ELSA hints GT206 and GT212

Discussion in 'Architecture and Products' started by AnarchX, Sep 9, 2008.

  1. DegustatoR

    Veteran

    Joined:
    Mar 12, 2002
    Messages:
    3,244
    Likes Received:
    3,408
    Quadro CX
    CUDA Parallel Processor Cores 192
    Memory Interface 384-bit

    GT200-based? Or not? =)
     
  2. ShaidarHaran

    ShaidarHaran hardware monkey
    Veteran

    Joined:
    Mar 31, 2007
    Messages:
    4,027
    Likes Received:
    90
    Based on statements round these parts lately I'd guess that's GT206.
     
  3. DegustatoR

    Veteran

    Joined:
    Mar 12, 2002
    Messages:
    3,244
    Likes Received:
    3,408
    Then this would lead to two things:
    1. GT206 is not GT200b.
    2. GT206 doesn't support GDDR5? Why in the hell would they need 384-bit bus if it does?
     
  4. ShaidarHaran

    ShaidarHaran hardware monkey
    Veteran

    Joined:
    Mar 31, 2007
    Messages:
    4,027
    Likes Received:
    90
    1) quite possible.

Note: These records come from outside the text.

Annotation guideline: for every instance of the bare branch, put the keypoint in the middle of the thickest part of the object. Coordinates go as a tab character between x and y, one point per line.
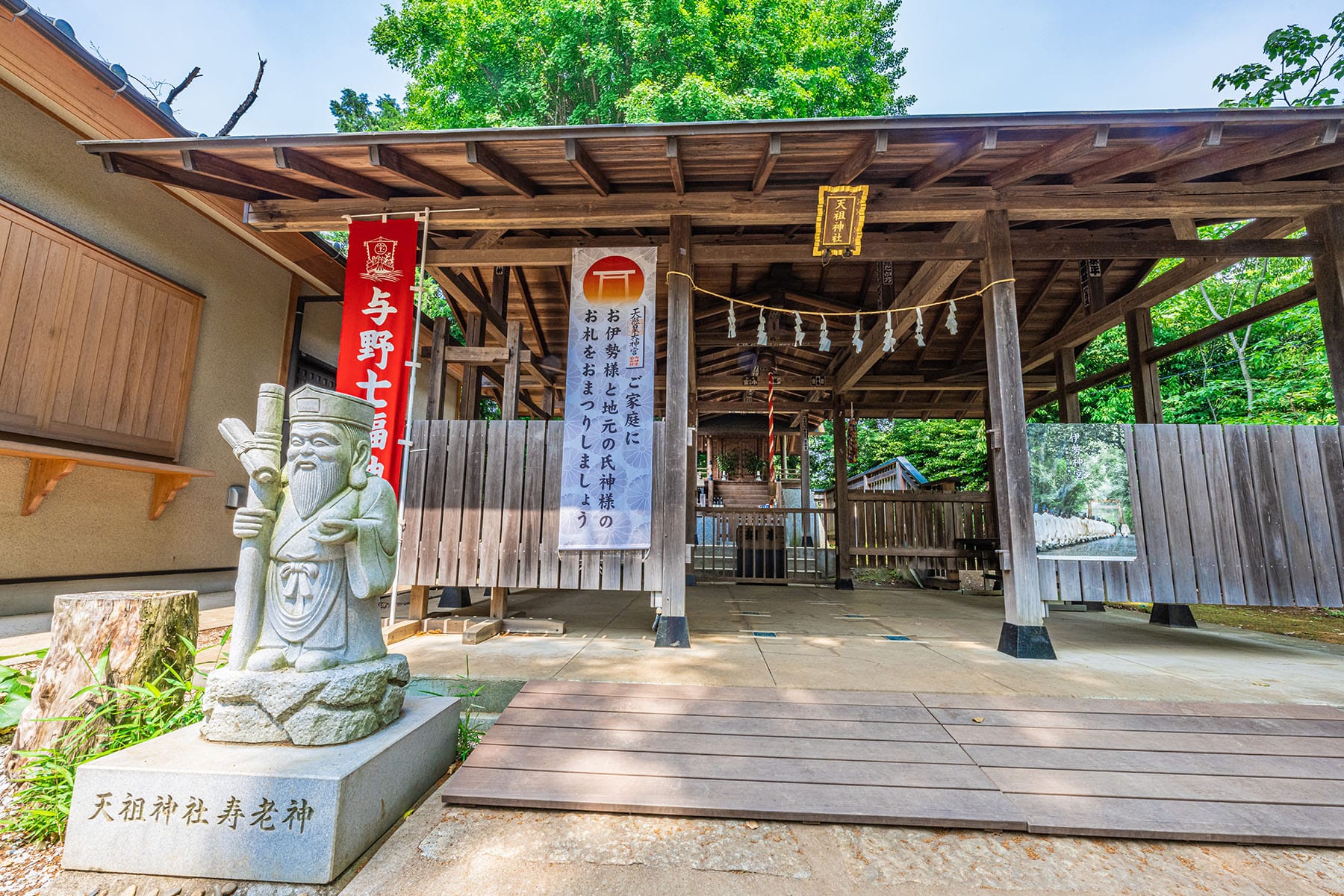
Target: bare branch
248	101
186	82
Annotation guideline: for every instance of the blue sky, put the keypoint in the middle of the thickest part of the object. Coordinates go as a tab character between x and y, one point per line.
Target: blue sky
965	55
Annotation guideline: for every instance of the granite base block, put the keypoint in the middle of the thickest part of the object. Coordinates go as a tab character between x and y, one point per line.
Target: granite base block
186	806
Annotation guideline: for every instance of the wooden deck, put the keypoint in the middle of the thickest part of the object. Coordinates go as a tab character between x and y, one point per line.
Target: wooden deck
1236	773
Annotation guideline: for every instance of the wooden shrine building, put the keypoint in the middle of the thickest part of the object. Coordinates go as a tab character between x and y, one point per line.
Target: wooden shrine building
1065	214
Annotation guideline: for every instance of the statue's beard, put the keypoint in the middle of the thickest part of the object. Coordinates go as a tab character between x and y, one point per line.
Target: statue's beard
315	487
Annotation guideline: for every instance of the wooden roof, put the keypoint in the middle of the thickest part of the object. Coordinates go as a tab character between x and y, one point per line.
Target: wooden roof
1117	187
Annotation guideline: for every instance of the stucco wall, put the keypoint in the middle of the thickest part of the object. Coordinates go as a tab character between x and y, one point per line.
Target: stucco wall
96	523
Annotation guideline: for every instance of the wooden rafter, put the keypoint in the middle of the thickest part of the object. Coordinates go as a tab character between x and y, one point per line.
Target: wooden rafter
860	159
1250	153
1183	143
953	159
323	169
586	168
1048	158
394	160
773	146
213	166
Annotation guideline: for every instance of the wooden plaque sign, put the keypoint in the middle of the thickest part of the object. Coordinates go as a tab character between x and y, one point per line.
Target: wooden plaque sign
840	220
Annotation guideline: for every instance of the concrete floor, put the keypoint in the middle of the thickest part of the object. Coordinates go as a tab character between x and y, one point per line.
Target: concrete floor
952	648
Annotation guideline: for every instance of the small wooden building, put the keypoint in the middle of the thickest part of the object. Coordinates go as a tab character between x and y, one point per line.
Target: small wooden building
1058	218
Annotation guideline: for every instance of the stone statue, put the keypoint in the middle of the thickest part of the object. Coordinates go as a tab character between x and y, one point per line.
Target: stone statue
307	662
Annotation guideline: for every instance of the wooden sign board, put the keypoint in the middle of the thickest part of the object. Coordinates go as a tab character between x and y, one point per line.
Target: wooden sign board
840	213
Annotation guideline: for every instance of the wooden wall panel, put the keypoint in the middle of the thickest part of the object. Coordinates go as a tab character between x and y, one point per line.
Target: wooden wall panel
93	349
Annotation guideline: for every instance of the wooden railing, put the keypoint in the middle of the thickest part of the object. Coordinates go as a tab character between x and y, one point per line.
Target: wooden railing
783	544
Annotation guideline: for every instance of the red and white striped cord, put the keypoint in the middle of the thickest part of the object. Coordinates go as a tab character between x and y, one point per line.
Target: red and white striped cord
769	408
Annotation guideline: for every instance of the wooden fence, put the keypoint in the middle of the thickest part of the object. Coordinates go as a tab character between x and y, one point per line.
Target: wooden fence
921	528
482	509
1229	514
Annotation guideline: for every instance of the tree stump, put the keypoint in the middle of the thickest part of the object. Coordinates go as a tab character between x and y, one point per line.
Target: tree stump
141	633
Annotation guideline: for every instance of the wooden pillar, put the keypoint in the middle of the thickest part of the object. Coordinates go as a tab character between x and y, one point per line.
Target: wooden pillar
470	396
844	516
1142	376
1024	632
672	630
437	370
508	395
1066	374
1327	225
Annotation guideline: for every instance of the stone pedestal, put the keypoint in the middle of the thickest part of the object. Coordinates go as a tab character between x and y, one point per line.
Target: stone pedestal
304	709
186	806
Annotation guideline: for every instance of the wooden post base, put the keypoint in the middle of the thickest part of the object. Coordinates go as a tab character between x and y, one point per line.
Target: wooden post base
1026	642
1174	615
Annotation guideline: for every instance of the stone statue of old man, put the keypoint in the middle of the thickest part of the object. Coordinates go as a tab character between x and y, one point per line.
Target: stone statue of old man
308	662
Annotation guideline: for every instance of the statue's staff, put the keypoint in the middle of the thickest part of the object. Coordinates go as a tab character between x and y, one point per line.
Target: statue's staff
260	455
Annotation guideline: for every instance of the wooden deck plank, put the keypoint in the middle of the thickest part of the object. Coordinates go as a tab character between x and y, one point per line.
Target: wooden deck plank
726	768
1139	723
732	798
712	746
738	709
732	726
1155	707
1157	741
1322	768
1241	788
1183	820
710	692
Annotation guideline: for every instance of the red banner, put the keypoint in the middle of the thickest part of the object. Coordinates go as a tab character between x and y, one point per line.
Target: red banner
378	332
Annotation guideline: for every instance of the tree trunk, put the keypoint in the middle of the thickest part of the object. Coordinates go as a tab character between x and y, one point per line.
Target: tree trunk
141	632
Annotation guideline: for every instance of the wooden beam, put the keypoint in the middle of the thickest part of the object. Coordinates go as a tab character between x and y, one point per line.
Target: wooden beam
772	155
480	156
953	159
1048	158
1250	153
675	167
786	207
323	169
396	161
1303	163
860	159
1008	437
586	168
122	164
1328	270
927	282
205	163
1156	290
1183	143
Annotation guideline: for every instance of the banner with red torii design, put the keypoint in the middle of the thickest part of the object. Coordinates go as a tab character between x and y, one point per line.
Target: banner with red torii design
378	332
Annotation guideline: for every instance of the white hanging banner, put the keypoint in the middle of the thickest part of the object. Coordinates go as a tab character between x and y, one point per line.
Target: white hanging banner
606	488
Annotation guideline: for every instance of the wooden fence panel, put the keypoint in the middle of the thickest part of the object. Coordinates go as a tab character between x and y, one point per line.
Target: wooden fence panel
483	509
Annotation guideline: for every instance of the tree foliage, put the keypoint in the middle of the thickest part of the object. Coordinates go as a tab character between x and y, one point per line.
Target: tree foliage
1301	66
476	63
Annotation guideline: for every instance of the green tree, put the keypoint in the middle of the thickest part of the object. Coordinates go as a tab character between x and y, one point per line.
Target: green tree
476	63
1301	66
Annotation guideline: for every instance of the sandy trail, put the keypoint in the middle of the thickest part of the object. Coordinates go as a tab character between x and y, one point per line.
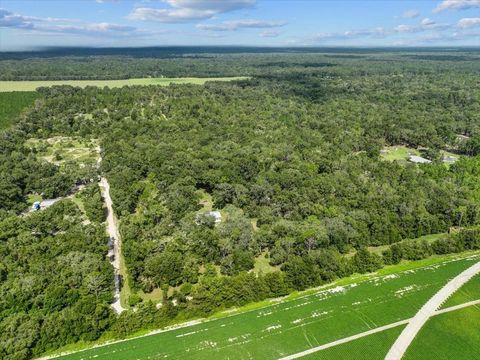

I'm not sold on the idea that GT200b==GT206, it was just a theory
    2) I don't think that conclusion can be drawn based on a single SKU...
     
  5. AnarchX

    Veteran

    Joined:
    Apr 19, 2007
    Messages:
    1,559
    Likes Received:
    34

    Device ID is a GT200 one.
     
  6. marllt2

    Newcomer

    Joined:
    Oct 18, 2008
    Messages:
    7
    Likes Received:
    0
    Location:
    France
    So, does the GT200b exists ?

    Or was it a speculative "journalistic" codename, based on the G92 -> G92b ?
     
  7. igg

    igg
    Newcomer

    Joined:
    May 16, 2008
    Messages:
    63
    Likes Received:
    0
    @marllt2: According to some people around here it's shipping in tesla cards.
     
  8. Arun

    Arun Unknown.
    Legend

    Joined:
    Aug 28, 2002
    Messages:
    5,023
    Likes Received:
    302
    Location:
    UK
    I suspect it's also the foundation of the Quadro CX. In fact, I wouldn't be surprised if that was the exact same GPU bin as for a potential GX2... (384-bit & 150W TDP are pretty strong hints towards that) - too bad the clocks aren't public, if shaders were at >1300MHz we'd have our answer...
     
  9. DegustatoR

    Veteran

    Joined:
    Mar 12, 2002
    Messages:
    3,244
    Likes Received:
    3,408
    Arun, as AnarchX said, it has GT200 device id.
     
  10. igg

    igg
    Newcomer

    Joined:
    May 16, 2008
    Messages:
    63
    Likes Received:
    0
    @DegustatoR: I think the clock would indicate whether it's GT200b/GT206 or another GT200 derivate (like the GTX260 chip which also has a different memory interface).
     
  11. Arun

    Arun Unknown.
    Legend

    Joined:
    Aug 28, 2002
    Messages:
    5,023
    Likes Received:
    302
    Location:
    UK
    DegustatoR: And so does G92b AFAICT... what's your point? :) Of course, that doesn't answer the GT206 mystery...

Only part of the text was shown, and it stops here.